Big Bang o creazione? Scienza contro fede

Il tema in un libro di Chiaberge, mercoledì 8 ottobre a Como: <Stato di guerra permanente>

Un appassionato confronto su uno dei temi più attuali e decisivi: il rapporto fra fede e ragione, le  distanze e i punti di contatto. È questa l’ambiziosa impresa di Riccardo Chiaberge, giornalista e scrittore ferrato in temi culturali e scientifici, responsabile al Sole 24 Ore della terza pagina e del supplemento «Domenica». Un’impresa, la sua, che nasce sul terreno dell’esperienza, in un dialogo raccolto dal vivo fra George Coyne, gesuita e astronomo di papa Wojtyla, e Arno Penzias ebreo tedesco scampato ai lager e premio Nobel della fisica per aver scoperto l’originale scintilla del Big Bang.

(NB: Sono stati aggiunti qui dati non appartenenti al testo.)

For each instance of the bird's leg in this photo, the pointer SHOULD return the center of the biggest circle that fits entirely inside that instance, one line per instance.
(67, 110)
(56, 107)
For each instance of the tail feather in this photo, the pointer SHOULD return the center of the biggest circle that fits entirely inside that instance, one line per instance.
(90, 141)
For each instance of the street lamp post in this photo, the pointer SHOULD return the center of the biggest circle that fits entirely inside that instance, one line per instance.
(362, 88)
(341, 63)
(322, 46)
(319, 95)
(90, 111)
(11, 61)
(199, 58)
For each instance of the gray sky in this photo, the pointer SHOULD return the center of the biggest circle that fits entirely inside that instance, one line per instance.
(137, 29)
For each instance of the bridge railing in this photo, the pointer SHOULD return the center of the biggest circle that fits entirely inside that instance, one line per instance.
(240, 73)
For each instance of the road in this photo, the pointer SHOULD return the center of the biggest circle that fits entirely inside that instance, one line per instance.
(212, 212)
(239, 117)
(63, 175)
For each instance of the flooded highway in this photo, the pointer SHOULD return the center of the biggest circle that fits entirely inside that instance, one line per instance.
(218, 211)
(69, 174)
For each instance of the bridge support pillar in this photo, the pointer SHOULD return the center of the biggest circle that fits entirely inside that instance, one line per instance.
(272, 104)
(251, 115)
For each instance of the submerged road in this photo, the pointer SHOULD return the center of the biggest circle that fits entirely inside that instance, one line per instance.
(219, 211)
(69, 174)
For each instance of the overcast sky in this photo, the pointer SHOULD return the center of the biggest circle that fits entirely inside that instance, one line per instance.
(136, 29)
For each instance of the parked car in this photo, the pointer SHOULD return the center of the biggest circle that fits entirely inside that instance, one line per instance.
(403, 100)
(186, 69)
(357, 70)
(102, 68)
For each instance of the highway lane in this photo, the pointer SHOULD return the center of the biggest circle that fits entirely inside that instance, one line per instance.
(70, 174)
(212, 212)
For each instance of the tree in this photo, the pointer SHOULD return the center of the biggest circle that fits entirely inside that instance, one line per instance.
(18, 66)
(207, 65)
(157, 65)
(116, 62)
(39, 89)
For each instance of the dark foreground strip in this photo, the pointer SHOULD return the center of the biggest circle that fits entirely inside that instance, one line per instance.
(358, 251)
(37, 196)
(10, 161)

La differenza sostanziale fra i due studiosi, entrambi scienziati di rilievo, sta nel modo di approcciare e valutare la fede, premessa basilare per l’indagine scientifica secondo il religioso Coyne, incidente  per Penzias che non crede nell’esistenza di Dio e dell’anima. In stile narrativo l’autore di <La variabile Dio> (Longanesi, 194 pag., 14,60 euro) raccoglie provocazioni e sfide di un dialogo sempre sul filo della ricerca  aperta all’ipotesi di un’intesa che eviti la contrapposizione ideologica e cristallizzata, la polemica sterile che inchioda i concetti nei pregiudizi.
 «L’idea di questo libro mi è nata da un senso di crescente disagio rispetto ad un clima culturale che trovo soffocante - ammette Chiaberge, che mercoledì 8 ottobre alle 16.30 sarà alla libreria Ubik di Como, in piazza San Fedele, per firmare copie del suo libro - quello del muro contro muro oggi ricorrente proprio riguardo al rapporto scienza-fede. Da un lato vi sono i fondamentalisti cristiani che vedono nella scienza un nemico da sconfiggere, dall’altro i neodarwinisti duri e puri che considerano la fede una sorta di malattia mentale, una forma di superstizione oscurantista, frutto di ignoranza". Nel libro questo stato di guerra permanente viene interrotto e verrebbe da dire, si comincia a "ragionare" sul serio, facendo cadere stereotipi e astrattezze: «Si giunge al paradosso: ad un certo punto Coyne, religioso, muove critiche alla Chiesa sul caso Galileo e Penzias, non credente, denuncia gli errori di una scienza che pretende di avere tutte le soluzioni in tasca...».
Attraverso il serrato dialogo emerge chiara la distinzione fra l’ambito della conoscenza scientifica e la sfera che attiene alla ricerca del senso e alle domande sul destino dell’uomo: «Effettivamente proprio lo scienziato ateo chiarisce che la scienza, per essere coerente, deve riconoscere dei limiti... Quando pretende di spiegare tutto diventa una sorta di ideologia, una fede. Restano aperte le domande esistenziali che riguardano indistintamente ogni uomo, che emergono anche in chi non crede, anche in chi non ammette di avere questa sete di senso».